What’s a cluster? One government guide defines it as a unique group of companies, suppliers, service providers and research institutions. A pool of workers with specialized knowledge also fits into the picture. According to Connect, San Diego has eight clusters containing thousands of companies. There are 2,000 software companies; 1,000 communications and information technology companies; 600 biomedical and life sciences companies; 750 clean technology companies; 600 action and sport companies; 270 defense companies; and 5,000 outsourcing companies.

The cluster concept has become popular in Washington, D.C., particularly with the Obama administration, Roth reports. “Connect is a name that’s very well-known in Washington,” he added.

Launching Pad for Discoveries

Connect is a locally created institution first developed by Bill Otterson, who died in 1999. The organization links people who make discoveries in research institutions to sources of capital and mentors in the business world.

Frequently the people who can discover new technologies are not the people who can successfully take them to market. “Connect is kind of in the middle there,” said David Hale, who is chairman of Connect, chairman of Hale BioPharma Ventures LLC and chairman of several area biotech companies. Hale is one of the pioneers of San Diego’s biotech scene, having been CEO of Hybritech.

Following its founding in 1985, Connect helped pull San Diego out of the economic doldrums and diversify the local economy. Hale recalled coming to town in 1981, when the two biggest employers were tourism and the military.

Today, the technology industry offers well-paying jobs to San Diegans. Some 6 percent of jobs in the area are technology jobs that generate 25 percent of local wages, according to Camille Sobrian Saltman, Connect’s chief operating officer.

Separately, Time Magazine spotlighted San Diego and Connect as a model for economic growth.

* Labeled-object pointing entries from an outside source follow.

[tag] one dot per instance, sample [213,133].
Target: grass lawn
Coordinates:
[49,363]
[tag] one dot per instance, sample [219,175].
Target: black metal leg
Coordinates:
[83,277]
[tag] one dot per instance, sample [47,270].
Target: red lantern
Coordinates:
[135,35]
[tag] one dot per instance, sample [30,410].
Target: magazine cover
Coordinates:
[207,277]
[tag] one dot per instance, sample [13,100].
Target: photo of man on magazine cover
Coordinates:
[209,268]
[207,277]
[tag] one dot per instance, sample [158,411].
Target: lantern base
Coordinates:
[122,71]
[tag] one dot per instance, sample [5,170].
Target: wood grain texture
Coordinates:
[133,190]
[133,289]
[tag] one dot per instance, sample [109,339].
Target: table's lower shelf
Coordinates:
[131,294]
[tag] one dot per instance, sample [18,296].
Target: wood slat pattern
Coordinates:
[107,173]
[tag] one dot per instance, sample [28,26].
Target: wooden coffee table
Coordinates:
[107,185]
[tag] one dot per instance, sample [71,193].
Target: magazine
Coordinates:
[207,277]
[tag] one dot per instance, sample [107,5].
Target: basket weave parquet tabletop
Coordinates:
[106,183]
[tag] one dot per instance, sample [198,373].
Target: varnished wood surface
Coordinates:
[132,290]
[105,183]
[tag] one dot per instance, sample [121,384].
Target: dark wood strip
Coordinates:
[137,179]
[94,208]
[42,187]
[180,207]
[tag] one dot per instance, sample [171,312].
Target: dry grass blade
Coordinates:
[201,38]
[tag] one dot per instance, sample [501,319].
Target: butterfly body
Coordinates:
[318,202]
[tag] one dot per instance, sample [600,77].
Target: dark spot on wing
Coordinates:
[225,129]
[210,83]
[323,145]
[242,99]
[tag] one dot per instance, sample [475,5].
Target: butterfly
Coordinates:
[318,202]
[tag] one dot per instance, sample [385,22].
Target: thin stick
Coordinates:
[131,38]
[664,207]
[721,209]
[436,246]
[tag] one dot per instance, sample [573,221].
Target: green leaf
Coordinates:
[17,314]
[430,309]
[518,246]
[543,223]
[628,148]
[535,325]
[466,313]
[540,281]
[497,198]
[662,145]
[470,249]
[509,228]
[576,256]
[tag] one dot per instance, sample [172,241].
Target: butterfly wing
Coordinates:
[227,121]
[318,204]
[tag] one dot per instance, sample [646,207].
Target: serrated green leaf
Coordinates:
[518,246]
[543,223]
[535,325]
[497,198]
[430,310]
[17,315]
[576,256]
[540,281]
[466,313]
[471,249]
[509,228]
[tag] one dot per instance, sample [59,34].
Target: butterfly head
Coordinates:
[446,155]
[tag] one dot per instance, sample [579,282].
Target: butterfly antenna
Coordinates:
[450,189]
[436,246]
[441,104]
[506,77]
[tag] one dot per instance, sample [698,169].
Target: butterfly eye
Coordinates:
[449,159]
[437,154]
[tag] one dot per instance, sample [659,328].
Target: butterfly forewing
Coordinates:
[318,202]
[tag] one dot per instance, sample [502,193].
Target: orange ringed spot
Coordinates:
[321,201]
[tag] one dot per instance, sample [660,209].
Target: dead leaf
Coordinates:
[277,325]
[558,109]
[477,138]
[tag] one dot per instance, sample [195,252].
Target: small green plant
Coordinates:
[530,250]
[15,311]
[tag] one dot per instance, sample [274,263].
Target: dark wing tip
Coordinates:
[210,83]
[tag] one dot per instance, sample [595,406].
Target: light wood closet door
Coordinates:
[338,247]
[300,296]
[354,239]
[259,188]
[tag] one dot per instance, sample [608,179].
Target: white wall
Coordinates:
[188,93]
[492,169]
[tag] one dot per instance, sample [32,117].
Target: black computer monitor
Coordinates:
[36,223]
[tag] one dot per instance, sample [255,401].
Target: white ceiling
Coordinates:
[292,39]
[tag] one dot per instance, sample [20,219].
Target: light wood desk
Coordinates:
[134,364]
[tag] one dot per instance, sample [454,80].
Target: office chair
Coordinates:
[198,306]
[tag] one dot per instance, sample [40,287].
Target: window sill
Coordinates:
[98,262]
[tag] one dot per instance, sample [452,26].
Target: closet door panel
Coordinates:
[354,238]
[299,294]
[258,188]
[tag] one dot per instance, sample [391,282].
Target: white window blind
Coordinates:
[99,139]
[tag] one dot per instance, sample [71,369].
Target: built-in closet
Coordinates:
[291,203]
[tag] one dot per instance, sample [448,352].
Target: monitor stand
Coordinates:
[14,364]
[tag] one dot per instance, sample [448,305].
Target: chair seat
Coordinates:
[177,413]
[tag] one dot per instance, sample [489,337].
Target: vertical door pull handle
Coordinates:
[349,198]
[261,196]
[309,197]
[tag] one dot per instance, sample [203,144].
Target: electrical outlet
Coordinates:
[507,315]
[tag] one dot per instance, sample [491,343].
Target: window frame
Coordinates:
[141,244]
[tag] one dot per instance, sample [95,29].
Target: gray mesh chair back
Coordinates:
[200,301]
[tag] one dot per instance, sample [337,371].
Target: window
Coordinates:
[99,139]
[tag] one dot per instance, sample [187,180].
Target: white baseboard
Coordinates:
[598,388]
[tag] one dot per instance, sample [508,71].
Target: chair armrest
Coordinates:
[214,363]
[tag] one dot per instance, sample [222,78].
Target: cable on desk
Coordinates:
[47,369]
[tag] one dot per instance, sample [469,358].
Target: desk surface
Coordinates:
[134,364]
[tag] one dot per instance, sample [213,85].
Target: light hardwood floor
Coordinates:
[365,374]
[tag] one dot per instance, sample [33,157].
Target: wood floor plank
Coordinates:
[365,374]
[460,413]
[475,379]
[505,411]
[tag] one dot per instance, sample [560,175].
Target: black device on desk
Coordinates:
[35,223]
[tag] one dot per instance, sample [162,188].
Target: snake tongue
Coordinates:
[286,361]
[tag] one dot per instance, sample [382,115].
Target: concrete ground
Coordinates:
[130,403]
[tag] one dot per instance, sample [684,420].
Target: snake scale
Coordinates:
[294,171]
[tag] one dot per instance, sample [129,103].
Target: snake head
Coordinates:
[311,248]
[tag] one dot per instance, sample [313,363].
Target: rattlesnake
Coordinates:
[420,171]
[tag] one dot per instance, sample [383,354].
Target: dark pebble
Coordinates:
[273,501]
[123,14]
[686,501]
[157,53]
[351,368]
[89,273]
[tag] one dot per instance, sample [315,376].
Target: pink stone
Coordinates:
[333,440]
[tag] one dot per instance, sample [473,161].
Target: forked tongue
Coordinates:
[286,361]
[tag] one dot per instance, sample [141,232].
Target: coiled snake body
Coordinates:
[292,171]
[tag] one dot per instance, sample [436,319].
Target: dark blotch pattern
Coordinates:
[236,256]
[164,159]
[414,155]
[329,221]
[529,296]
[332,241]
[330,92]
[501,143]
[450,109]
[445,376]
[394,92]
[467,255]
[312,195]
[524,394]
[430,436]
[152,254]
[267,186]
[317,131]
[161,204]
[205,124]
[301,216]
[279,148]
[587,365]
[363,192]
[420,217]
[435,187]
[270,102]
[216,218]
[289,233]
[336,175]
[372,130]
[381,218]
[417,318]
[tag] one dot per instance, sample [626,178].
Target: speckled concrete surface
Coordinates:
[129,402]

“The inventive brew that Connect fermented has made San Diego home to a cluster of life sciences and technology companies,” Bruce Katz wrote in Time’s Oct. 21 edition, citing the local presence of Qualcomm Inc., Biogen Idec, Life Technologies Corp. and Gen-Probe Inc.

Other Award Recipients

Also receiving federal awards last week were the Bluegrass Business Development Partnership of Lexington, Ky., the Pennsylvania Center for Trade Development’s Envoy Program of Harrisburg, Pa., and The University of Arizona Tech Park’s Solar Zone of Tucson, Ariz.